Options Exercise and Assignment Settlement
Options add a layer of complexity to settlement because exercise creates a new stock transaction that must settle separately from the original options trade.
Exercise Settlement
- When an option is exercised, the resulting stock transaction settles on a T+1 basis from the exercise date
- The option itself settles T+1 when originally traded
- Exercise creates a brand-new stock transaction with its own settlement timeline
- Cboe (Chicago Board Options Exchange) Rule 6.20 governs the exercise of options contracts
- Cboe Rule 6.21 covers the allocation of exercise notices
Assignment
- The assigned writer must deliver (for calls) or purchase (for puts) the underlying security
- Settlement follows standard settlement rules for the underlying security (T+1)
- Cboe Rule 6.22 governs delivery and payment upon exercise/assignment
- Assignment is random among all short option holders in that series through the Options Clearing Corporation's (OCC) assignment process
| Action | Call Option | Put Option |
|---|---|---|
| Exerciser (holder) | Buys the underlying stock at the strike price | Sells the underlying stock at the strike price |
| Assigned writer | Must deliver (sell) the underlying stock at the strike price | Must buy the underlying stock at the strike price |
| Settlement | T+1 from exercise date | T+1 from exercise date |
Exam Tip: Gotchas
- Assignment is random.

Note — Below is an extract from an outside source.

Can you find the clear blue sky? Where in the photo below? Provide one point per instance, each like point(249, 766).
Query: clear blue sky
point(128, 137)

Writers cannot choose whether they get assigned; OCC selects randomly among all short holders in that series.
- Call writers deliver stock; put writers buy stock. These roles are commonly reversed on exam questions.

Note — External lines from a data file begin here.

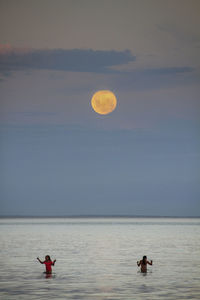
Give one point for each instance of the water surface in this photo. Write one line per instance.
(96, 258)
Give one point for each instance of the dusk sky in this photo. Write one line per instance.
(57, 155)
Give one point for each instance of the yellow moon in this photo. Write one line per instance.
(104, 102)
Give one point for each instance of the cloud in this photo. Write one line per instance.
(77, 60)
(154, 78)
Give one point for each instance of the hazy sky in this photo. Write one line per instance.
(59, 157)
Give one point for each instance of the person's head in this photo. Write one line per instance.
(144, 259)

Expiration and Exercise Timing
- Equity options expire on the third Friday of the expiration month (technically Saturday, with the last trading day being Friday)
- American-style options may be exercised at any time before expiration
- European-style options may be exercised only at expiration
- OCC automatic exercise: Options that are in the money by $0.01 or more at expiration are automatically exercised by OCC (unless the holder instructs otherwise)
Automatic Exercise Details
- This is called exercise by exception
- The $0.01 threshold applies to customer accounts
- Holders can submit a do not exercise instruction to prevent automatic exercise
- Holders can also exercise options that are NOT in the money by $0.01 (by submitting an exercise instruction)
Exam Tip: Gotchas
- OCC automatically exercises options that are in the money by just $0.01 at expiration. This low threshold is frequently tested.
- The resulting stock transaction from an exercise settles T+1 from the exercise date, not from the original option trade date.